Sane and insane, sense and nonsense. I fear these are the categories of someone with a strong taste for nonsense. What are some alternatives?
“Explain all that,” said the Mock Turtle.
“No, no! The adventures first,” said the Gryphon in an impatient tone: “explanations take such a dreadful time.” (Ch. X, “The Lobster Quadrille”)
The Gryphon is the ideal reader for Stevenson and Conrad, while the Mock Turtle is likely a fan of Trollope and Eliot. The adventure novel versus the domestic novel, both terms broadly defined. The gender difference I noticed yesterday may now be explained a bit. Is anyone surprised that more of the great women writers of the time wrote about settings (public or private) and problems involving women? Some of the great writers I have dropped into the adventure category were able to ingeniously contrive novels with no women characters at all.

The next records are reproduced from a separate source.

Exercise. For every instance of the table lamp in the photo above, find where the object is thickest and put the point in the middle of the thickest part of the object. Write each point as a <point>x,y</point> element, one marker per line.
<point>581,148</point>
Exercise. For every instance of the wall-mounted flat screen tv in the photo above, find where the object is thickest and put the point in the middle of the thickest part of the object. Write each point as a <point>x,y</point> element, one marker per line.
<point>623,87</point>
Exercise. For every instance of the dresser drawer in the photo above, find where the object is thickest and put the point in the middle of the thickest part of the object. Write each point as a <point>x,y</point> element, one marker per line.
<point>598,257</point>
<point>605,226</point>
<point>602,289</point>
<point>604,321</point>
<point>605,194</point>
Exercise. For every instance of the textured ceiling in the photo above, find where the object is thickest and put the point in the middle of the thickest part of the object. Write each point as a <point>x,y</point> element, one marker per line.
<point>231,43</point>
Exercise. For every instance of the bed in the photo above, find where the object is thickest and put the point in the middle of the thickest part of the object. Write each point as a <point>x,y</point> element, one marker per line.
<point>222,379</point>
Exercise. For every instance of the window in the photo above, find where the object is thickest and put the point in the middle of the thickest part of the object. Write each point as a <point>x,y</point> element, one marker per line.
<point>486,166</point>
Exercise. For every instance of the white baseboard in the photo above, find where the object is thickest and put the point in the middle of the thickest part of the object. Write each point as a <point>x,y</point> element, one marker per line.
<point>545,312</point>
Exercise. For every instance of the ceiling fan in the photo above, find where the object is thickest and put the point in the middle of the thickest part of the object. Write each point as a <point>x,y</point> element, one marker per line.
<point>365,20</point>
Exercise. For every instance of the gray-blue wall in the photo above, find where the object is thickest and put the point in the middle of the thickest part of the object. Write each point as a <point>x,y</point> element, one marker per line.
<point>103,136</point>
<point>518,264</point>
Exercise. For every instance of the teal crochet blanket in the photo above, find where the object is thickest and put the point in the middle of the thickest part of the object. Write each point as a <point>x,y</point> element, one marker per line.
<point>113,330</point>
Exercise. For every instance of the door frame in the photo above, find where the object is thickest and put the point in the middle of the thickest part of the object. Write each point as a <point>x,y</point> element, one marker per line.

A related category might be fluid versus static, novels with more scenes of movement versus those with more conversation or thought. Trollope’s most common strategy is to write scenes with varying combinations of characters. They are rarely required to do much, and the story advances through their conversation and reflection. Victor Hugo’s novels are always in motion. The precise details of space and position are essential – where is Jean Valjean in relation to the pickpocket? Pride and Prejudice is static, Mansfield Park is fluid, relative to each other. Both are domestic novels.
The grand old split is between the picturesque and the sublime. My thoughts on the sublime can be found in the usual place, in a piece on Little House on the Prairie. Novels in the nonsense category like the Alice books try to reach the sublime by means of the ridiculous, which tames the sense of fear inherent in the sublime. Sensible books like Adam Bede or Dubliners move gradually towards surprising and sublime moments; crazy novels like Salammbô or The Toilers of the Sea sometimes attempt to maintain a sense of the sublime over the course of an entire book, which is impossible but thrilling to try.
What do I have, four binary categories? Now I can construct a four-dimensional grid and map every book onto it, like Kellogg’s does with the sweetness and crunchiness and mouthfeel of breakfast cereals. Readers can then match themselves to books in their quadrant. A fair amount of book blogging is not much more than this, honestly. I do it a lot, although unconsciously or automatically, not like here – I hope not like here – although in another sense my case is not so useful, since I like everything, although I do lean sublime-wards.
Anyway, none of this has anything to do with why or how or whether a book is any good.